ATLAS: Adaptive Topology-Level Attack Synthesis for Probing Multi-Agent Systems
Keywords: AI Security, Multi-agent Adversarial Attack, AI Red Teaming
TL;DR: ATLAS is a topology-aware adversarial attack that probes multi-agent AI systems for security vulnerabilities with 47% fewer queries than the strongest prior baseline.

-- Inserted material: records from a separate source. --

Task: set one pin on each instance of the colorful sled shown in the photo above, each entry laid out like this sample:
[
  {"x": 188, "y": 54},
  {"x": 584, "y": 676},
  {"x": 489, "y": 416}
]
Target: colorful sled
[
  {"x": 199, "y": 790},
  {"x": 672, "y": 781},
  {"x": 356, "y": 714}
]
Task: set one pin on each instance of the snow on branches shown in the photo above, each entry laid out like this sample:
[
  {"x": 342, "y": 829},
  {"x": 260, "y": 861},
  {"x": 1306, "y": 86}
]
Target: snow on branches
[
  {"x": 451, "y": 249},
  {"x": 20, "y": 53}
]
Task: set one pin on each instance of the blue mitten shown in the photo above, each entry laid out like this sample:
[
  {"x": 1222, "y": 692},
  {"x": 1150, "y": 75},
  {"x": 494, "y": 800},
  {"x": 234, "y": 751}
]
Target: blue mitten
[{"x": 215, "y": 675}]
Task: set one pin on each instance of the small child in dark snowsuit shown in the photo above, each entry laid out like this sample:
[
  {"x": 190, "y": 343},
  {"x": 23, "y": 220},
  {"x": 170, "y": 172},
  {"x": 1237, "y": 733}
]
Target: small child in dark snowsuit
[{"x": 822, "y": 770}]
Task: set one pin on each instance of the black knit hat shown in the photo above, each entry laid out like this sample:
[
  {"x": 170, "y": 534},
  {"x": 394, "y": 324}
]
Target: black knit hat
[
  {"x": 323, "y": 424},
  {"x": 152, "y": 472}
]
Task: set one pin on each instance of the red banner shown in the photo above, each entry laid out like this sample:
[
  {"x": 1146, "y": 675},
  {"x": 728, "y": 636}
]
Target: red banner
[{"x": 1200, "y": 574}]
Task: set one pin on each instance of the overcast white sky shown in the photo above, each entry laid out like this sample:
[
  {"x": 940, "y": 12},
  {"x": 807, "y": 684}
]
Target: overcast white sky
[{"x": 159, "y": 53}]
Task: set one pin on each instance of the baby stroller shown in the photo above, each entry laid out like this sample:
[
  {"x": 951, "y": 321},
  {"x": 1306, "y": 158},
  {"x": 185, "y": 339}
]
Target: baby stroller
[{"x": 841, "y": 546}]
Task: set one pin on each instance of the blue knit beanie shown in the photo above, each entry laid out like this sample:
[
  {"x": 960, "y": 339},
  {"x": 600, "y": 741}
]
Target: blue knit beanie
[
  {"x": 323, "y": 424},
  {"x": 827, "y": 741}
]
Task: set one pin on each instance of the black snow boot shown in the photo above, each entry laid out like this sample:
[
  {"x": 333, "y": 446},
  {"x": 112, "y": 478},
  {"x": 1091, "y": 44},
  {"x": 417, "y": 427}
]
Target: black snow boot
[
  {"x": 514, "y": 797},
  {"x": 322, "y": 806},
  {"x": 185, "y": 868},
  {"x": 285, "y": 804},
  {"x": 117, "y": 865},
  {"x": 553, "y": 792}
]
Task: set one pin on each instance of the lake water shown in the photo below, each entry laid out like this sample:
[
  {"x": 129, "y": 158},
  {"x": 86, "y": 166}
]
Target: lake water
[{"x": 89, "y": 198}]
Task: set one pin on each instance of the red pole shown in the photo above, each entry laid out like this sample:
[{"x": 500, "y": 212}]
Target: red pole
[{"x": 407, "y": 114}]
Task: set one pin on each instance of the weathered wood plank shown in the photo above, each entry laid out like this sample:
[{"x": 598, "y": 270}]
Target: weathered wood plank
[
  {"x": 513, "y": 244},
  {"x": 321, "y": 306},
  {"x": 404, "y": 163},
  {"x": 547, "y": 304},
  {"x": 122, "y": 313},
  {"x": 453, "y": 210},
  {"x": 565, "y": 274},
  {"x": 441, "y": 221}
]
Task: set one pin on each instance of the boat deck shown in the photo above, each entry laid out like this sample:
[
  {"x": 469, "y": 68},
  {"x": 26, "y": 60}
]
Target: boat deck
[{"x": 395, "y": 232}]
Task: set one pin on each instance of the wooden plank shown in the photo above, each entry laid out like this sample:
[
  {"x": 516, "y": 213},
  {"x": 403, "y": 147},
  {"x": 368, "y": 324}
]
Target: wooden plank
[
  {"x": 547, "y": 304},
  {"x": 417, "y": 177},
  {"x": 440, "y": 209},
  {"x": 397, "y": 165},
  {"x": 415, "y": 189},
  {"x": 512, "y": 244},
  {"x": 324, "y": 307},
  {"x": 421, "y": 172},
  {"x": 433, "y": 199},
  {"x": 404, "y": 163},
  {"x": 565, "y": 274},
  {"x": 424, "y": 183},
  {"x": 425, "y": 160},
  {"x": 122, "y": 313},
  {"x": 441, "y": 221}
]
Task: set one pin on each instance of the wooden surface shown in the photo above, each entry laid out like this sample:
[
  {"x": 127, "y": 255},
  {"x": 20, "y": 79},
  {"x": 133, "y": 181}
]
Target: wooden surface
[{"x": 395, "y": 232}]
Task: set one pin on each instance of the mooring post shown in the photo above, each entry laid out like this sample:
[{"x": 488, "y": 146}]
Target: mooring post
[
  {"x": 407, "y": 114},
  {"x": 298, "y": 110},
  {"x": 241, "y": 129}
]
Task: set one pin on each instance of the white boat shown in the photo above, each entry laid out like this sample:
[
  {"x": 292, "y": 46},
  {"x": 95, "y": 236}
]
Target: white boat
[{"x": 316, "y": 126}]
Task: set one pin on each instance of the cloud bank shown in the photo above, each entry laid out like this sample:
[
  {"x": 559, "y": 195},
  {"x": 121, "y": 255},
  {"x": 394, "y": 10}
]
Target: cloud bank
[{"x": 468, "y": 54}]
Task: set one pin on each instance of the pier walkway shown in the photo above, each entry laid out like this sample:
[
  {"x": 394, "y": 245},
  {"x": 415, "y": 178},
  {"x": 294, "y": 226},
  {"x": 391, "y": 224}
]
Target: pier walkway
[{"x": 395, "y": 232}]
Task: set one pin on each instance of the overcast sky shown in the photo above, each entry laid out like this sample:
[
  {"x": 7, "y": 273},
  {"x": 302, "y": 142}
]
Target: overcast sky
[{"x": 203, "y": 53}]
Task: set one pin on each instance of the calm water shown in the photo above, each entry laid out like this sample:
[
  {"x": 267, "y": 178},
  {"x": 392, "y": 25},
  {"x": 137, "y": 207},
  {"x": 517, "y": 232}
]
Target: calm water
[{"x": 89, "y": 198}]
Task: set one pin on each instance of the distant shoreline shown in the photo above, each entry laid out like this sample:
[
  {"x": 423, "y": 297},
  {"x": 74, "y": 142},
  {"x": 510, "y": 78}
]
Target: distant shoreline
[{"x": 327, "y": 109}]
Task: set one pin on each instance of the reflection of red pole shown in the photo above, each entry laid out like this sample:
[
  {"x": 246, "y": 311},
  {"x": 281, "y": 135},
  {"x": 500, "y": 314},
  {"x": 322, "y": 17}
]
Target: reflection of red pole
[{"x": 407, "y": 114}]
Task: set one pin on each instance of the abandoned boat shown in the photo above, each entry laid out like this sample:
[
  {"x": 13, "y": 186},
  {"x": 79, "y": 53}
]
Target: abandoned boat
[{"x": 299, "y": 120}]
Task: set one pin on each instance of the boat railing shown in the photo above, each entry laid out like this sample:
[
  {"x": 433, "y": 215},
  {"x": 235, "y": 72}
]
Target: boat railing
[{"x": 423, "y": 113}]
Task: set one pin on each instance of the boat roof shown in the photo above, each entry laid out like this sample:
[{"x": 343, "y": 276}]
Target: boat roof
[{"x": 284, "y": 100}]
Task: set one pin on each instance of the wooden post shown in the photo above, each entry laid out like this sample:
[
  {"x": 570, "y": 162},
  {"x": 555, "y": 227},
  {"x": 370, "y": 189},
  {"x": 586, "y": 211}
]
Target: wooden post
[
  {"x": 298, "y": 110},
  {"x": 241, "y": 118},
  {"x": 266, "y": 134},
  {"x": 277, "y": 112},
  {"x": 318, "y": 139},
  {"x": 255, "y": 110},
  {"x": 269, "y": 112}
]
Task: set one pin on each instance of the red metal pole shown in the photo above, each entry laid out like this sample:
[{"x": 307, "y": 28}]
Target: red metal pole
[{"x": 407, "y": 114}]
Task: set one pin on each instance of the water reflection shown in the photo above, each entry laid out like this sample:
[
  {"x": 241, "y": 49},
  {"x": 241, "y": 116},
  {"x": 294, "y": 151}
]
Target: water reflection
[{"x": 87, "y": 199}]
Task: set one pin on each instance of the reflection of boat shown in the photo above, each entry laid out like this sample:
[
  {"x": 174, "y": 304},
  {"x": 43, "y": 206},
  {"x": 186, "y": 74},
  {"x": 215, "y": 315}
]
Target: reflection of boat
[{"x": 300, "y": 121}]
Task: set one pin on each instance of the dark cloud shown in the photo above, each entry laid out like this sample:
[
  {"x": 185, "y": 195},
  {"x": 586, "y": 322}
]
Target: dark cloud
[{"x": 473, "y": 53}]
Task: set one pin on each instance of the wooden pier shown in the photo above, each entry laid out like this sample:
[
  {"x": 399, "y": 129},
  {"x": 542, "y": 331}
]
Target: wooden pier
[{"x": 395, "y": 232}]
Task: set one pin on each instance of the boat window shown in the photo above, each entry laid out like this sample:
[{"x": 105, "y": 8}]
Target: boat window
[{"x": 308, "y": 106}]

Abstract: Production multi-agent AI systems delegate tasks, share memory, and call tools across trust boundaries, yet most existing adversarial attacks evaluate one agent at a time. We present ATLAS, an attack algorithm designed for multi-agent topologies. ATLAS profiles defenses across six dimensions, routes attacks through eight structural modes via an MDP with Bellman value propagation, and recovers verbally compliant but unexecuted attacks by retrying through alternative delegation paths. On 25 objectives mapped to the OWASP Top 10 Agentic Risks, across four enterprise scenarios (FinOps, DevSecOps, Healthcare, SOC) and four target models, ATLAS achieves 85.9% attack success rate (ASR) with 5.7 queries per objective, compared with GOAT (82.5%, 10.7q), TAP (75.3%, 9.3q), and Crescendo (63.1%, 10.7q): a 47% reduction in attack budget. All results are scored with tool execution evidence rather than verbal compliance. Across ten models we observe a capability–security inversion: GPT-4.1 (62.9%) is markedly less secure than GPT-4o-mini (38.6%), while Claude Opus
4.6 resists 99.3% of attacks.
Track: Short Paper (4 pages)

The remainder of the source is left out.